Sunday, March 13, 2011

Bear Mountain, some pictures from today

"Downtown" Bear Mountain
Daniel is now 16 and learning to drive so I am beginning to take tours around the region so that he can get practice driving.   There are numerous new subdivisions out in Langford and I figure over the next months I will get Daniel to drive me to all of them.  

Today we ended up at the top of the Bear Mountain development.

Finlayson Reach Condos
I have been ambivalent about Bear Mountain from the start.   My biggest beef is that it right at the foot of Mount Finlayson and spoils the view I used to get from there.   This is not somewhere I would live - I do not get golf, I like wilderness and I like hiking, I am not a fan of long acres of green grass.   That said, others like living here.  I know a few people that have moved up there and like it.  

This region has a shortage of housing and each unit built anywhere frees up more space.  Bear Mountain may be top end, but each local buyer frees up a house elsewhere in a neighbourhood like Gordon Head. A house in Gordon Head is then bought by someone from my neighbourhood and then a house here is available for the first time buyers.

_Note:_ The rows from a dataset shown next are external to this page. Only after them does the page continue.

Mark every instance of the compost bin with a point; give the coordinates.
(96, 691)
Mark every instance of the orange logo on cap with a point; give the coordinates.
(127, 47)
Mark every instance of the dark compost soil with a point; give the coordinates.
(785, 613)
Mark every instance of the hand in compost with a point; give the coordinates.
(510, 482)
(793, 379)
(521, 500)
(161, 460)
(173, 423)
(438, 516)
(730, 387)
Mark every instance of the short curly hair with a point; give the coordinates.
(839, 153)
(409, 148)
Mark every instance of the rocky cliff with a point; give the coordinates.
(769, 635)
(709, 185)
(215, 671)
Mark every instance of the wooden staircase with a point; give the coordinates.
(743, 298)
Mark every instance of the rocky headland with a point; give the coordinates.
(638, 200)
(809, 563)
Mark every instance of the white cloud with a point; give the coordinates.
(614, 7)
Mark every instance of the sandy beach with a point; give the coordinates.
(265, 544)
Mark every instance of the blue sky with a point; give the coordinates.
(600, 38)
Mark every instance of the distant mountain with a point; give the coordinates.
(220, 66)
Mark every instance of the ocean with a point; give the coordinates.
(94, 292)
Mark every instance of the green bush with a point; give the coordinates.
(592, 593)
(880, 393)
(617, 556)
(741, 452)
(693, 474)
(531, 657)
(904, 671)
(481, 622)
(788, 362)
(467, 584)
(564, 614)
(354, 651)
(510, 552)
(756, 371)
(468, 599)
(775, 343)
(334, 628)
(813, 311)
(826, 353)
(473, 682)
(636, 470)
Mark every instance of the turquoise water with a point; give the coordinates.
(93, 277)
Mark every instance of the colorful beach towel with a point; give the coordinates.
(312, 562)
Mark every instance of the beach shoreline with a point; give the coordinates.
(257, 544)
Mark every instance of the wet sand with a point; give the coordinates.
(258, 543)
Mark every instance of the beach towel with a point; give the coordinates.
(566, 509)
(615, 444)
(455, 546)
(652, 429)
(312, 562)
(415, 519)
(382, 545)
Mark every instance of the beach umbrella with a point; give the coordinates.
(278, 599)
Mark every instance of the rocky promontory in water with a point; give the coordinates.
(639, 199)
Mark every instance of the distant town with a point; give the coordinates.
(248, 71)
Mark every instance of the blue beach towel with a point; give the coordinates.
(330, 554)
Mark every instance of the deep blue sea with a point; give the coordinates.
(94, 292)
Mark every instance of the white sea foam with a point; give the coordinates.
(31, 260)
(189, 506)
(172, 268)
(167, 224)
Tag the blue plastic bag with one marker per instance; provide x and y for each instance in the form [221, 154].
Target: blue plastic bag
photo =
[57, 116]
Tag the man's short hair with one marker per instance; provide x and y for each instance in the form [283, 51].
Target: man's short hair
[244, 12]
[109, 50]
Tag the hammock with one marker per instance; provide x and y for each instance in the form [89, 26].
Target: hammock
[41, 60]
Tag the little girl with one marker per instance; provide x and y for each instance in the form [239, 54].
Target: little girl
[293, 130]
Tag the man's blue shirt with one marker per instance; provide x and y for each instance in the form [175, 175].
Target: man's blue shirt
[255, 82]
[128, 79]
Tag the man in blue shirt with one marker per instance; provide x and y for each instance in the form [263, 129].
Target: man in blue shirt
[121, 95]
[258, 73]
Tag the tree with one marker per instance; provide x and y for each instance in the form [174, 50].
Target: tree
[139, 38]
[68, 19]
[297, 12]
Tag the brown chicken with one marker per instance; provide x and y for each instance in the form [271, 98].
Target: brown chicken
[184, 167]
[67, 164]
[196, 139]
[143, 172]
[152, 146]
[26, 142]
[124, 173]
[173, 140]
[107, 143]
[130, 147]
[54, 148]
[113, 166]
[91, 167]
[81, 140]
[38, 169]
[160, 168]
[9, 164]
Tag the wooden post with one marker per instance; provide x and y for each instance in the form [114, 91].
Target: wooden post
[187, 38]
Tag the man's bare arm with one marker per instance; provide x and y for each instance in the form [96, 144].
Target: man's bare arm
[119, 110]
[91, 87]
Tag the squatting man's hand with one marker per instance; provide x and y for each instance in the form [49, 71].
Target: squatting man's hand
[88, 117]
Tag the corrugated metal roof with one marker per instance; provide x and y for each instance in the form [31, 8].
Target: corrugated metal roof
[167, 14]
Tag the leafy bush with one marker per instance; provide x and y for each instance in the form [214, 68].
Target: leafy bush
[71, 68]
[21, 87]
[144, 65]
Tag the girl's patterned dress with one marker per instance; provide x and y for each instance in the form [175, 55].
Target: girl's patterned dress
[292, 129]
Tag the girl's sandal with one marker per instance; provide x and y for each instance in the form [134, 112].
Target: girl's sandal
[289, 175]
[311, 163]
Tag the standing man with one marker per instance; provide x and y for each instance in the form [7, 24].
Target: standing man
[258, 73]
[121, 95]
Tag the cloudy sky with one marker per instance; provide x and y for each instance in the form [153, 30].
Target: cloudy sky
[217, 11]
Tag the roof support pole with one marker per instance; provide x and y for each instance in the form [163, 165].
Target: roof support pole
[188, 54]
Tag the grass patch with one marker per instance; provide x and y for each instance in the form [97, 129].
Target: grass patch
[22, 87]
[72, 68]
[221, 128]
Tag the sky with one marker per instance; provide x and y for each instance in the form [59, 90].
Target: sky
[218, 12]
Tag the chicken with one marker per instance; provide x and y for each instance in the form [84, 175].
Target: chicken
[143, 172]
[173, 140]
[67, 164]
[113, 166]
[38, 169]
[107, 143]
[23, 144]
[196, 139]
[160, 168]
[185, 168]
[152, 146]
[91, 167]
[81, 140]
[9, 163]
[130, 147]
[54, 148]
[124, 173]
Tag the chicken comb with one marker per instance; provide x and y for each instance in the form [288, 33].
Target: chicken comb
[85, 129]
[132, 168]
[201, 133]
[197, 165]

There is still almost no retail up at Bear Mountain.  You have a long drive for a litre of milk and some bread.  There are some restaurants and as we discovered at Cullinaire the other day, the Copper Rock Grill seems to be very good.

Kuma Sushi
Is there enough business at Bear Mountain to keep the hotels functioning?  It is a long way to go from the core of the city that I would think only golfers would be drawn here, but I could be wrong

The location also makes sense because it is an area of very low impact on the environment.   It is on rock, it is not situated in a crucial part of a watershed, it has density, and the whole property is to the east of Hwy #1 and therefore has very limited wilderness values for wildlife or functioning ecosystems.  There are few places that make better sense than where Bear Mountain is located.

I could only see on crane in evidence, so work seems to have slowed down a lot.   Lower down I could see some new developments on the lower slopes and then off of  Millstream road.

Cavalcade Terrace behind Costco
In our driving, Daniel took us the wrong way coming out of Costco and we ended up on Cavalcade Terrace.   Another small development of which there are so many of the Westshore that all look very much the same.   Not only is every house the same style, the style is the same over and over again.

There is this bland acceptableness about these sort of developments.  Ultimately it feels like the sort of suburban landscape that sucks out all the individuality and soul from the people.  I know this sounds harsh, but I grew up in the 'burbs of Vancouver (Tsawwassen to exact) and that is what it felt like to me.   But ultimately I have always been an iconoclast and just do not fit the societal expected norm.    This always drove my former mother-in-law nuts.

1 comment:

Jebby said...

Great post. I've never been up there because I hated the project from the beginning. Nice to see your views which seem balanced and not scathing but point out the flaws from your perspective.

I'm not sure how city planning is done but sometimes I wish the cities (Langford, Colwood, wherever) were more demanding on developers to create something top notch (not necessarily expensive). Currently what I see is a developer comes in with an idea and the city says ok. The city should have a vision and a shortlist of potential developers for a project choosing the best one instead of bending over backwards for poor architecture and design.